I am struggling with the following two problems:
Suppose that $M$ is a structure with finite universe and finite alphabet. Show that the set of formulas $\{\varphi$ $\mid$ for every $M$-assignment $\nu$ of the variables, $(M,\nu) \models \varphi\}$ is computable.
Give an example of a finite language such that the set of formulas $\{\varphi$ $\mid$ for every finite structure $M$ which interprets that language and every $M$-assignment $\nu$ of the variables, $(M,\nu) \models \varphi\}$ is not computable.

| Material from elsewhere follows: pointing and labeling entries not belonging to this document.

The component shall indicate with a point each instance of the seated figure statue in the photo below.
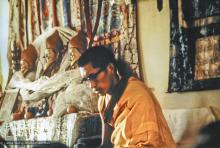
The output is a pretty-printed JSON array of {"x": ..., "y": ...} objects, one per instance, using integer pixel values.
[
  {"x": 53, "y": 57},
  {"x": 27, "y": 74},
  {"x": 58, "y": 92},
  {"x": 75, "y": 97}
]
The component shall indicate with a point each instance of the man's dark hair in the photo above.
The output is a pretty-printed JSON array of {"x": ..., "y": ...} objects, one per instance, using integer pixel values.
[{"x": 98, "y": 57}]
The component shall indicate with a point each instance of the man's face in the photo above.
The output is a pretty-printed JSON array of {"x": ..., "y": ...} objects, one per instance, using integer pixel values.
[
  {"x": 100, "y": 80},
  {"x": 50, "y": 56},
  {"x": 74, "y": 55},
  {"x": 24, "y": 66}
]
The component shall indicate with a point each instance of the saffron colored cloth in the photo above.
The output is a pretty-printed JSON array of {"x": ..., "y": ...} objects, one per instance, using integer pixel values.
[{"x": 138, "y": 120}]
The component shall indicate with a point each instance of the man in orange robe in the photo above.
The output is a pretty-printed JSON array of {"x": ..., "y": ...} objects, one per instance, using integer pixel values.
[{"x": 131, "y": 115}]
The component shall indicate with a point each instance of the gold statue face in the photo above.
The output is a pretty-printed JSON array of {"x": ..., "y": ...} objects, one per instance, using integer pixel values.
[
  {"x": 74, "y": 55},
  {"x": 25, "y": 67}
]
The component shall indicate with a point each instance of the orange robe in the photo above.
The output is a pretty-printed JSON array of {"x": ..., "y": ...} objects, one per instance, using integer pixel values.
[{"x": 138, "y": 120}]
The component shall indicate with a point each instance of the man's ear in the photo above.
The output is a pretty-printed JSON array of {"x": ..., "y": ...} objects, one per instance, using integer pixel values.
[{"x": 111, "y": 68}]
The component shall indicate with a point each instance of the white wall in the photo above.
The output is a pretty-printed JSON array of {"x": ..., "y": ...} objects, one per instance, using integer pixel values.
[
  {"x": 154, "y": 30},
  {"x": 4, "y": 69}
]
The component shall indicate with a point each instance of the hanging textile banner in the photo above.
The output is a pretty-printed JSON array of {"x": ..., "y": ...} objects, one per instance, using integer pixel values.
[{"x": 194, "y": 45}]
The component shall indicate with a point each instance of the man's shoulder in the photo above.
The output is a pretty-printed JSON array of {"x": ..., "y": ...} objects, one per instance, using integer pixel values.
[{"x": 135, "y": 84}]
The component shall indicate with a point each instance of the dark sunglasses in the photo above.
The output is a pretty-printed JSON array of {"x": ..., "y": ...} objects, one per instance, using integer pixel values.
[{"x": 92, "y": 76}]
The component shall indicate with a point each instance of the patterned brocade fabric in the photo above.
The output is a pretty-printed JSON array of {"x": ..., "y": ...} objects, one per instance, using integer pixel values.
[{"x": 66, "y": 129}]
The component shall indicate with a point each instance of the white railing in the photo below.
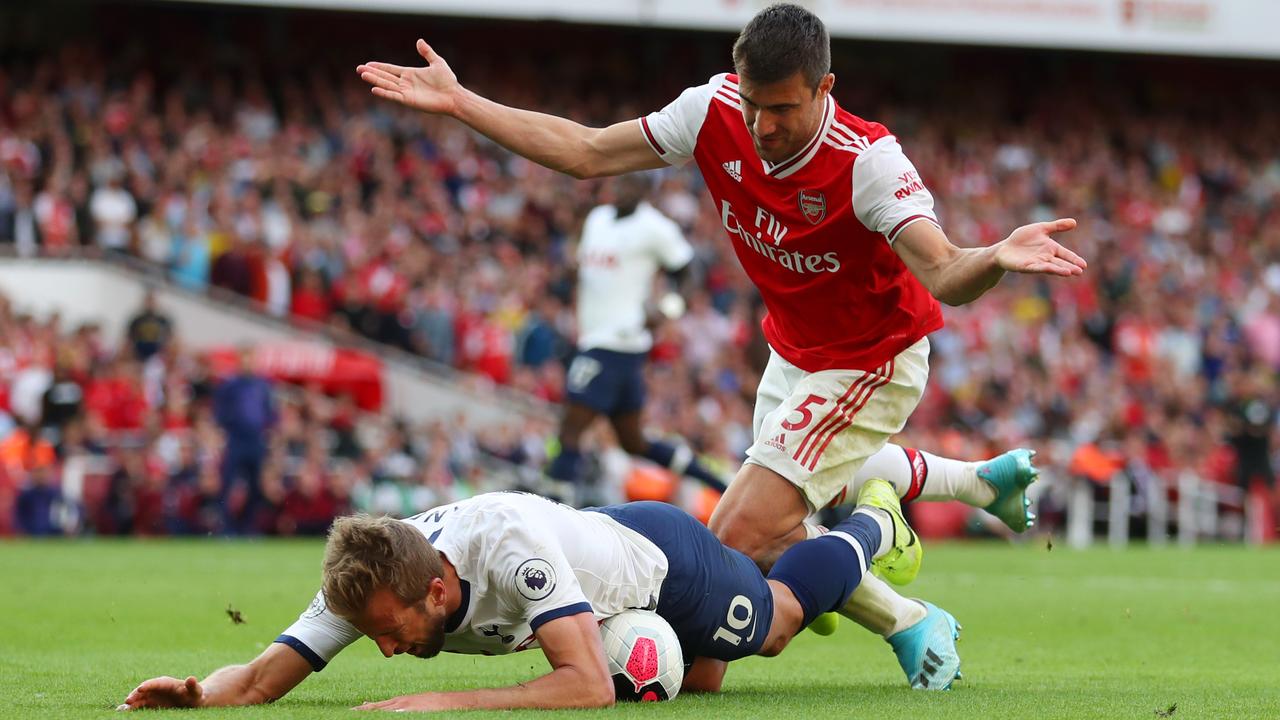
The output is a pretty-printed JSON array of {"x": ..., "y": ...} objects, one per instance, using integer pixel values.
[{"x": 1203, "y": 510}]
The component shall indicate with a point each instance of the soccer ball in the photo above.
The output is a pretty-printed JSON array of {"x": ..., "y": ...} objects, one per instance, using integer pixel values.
[{"x": 644, "y": 656}]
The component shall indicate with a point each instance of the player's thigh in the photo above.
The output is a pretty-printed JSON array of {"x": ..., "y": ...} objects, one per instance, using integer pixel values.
[
  {"x": 592, "y": 381},
  {"x": 776, "y": 384},
  {"x": 714, "y": 597},
  {"x": 835, "y": 420},
  {"x": 759, "y": 513}
]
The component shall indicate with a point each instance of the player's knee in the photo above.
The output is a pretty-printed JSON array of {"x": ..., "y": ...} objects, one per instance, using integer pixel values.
[
  {"x": 775, "y": 646},
  {"x": 736, "y": 531}
]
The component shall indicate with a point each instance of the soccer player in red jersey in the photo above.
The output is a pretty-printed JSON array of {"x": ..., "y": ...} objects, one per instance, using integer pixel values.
[{"x": 837, "y": 231}]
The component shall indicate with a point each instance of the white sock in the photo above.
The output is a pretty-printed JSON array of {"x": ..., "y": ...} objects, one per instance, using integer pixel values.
[
  {"x": 932, "y": 478},
  {"x": 880, "y": 609}
]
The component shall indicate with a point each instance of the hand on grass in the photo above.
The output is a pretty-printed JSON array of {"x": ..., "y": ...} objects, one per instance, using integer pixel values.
[{"x": 164, "y": 692}]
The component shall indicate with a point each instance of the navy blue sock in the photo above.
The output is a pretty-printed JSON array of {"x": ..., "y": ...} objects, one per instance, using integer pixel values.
[
  {"x": 681, "y": 461},
  {"x": 567, "y": 466},
  {"x": 823, "y": 572}
]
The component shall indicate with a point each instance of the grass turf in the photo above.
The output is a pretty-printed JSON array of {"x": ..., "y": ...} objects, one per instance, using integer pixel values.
[{"x": 1047, "y": 634}]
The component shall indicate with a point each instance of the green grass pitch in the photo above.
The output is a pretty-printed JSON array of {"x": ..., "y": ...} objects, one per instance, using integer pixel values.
[{"x": 1047, "y": 634}]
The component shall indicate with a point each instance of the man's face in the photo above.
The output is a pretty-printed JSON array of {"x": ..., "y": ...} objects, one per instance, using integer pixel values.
[
  {"x": 415, "y": 629},
  {"x": 784, "y": 115}
]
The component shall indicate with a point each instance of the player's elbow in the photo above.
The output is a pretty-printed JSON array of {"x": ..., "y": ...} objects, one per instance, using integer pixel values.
[{"x": 589, "y": 159}]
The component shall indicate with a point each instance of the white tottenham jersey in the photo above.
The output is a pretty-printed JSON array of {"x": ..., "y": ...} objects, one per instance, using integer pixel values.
[
  {"x": 617, "y": 260},
  {"x": 522, "y": 561}
]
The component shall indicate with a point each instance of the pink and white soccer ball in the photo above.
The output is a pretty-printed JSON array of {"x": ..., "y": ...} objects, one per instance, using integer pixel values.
[{"x": 644, "y": 656}]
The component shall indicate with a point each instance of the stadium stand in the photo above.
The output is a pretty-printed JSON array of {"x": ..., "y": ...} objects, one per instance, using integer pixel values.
[{"x": 273, "y": 174}]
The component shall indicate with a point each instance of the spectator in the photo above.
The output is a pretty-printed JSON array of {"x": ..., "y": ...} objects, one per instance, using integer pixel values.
[
  {"x": 64, "y": 400},
  {"x": 113, "y": 210},
  {"x": 246, "y": 411},
  {"x": 40, "y": 504},
  {"x": 150, "y": 331}
]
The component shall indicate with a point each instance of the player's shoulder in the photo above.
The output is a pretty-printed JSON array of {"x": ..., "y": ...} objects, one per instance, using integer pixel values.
[
  {"x": 599, "y": 214},
  {"x": 854, "y": 133},
  {"x": 720, "y": 87}
]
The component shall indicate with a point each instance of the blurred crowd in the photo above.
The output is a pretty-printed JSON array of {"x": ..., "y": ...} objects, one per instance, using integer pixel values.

Note that in the above problems, "$(M,\nu) \models \varphi$" is to be read as "$\varphi$ holds in $M$ when the variables of $\varphi$ are evaluated in $M$ according to $\nu$."
Now let $V:= \{\varphi \mid \varphi$ is a validity $\}$, where "A formula $\varphi$ is a validity" means "For all $(M,\nu)$, if $(M,\nu)$ interprets all the nonlogical symbols of $\varphi$, then $(M,\nu) \models \varphi$." I know that $V \geq_m H$ and therefore $V$ is not computable. The example sought by the second problem would seem to involve this theorem.
Unfortunately I can't see much further beyond this. Would anyone be so kind to share any hints or remarks that would help me begin to understand how to work towards a solution of these?
Thank you so much!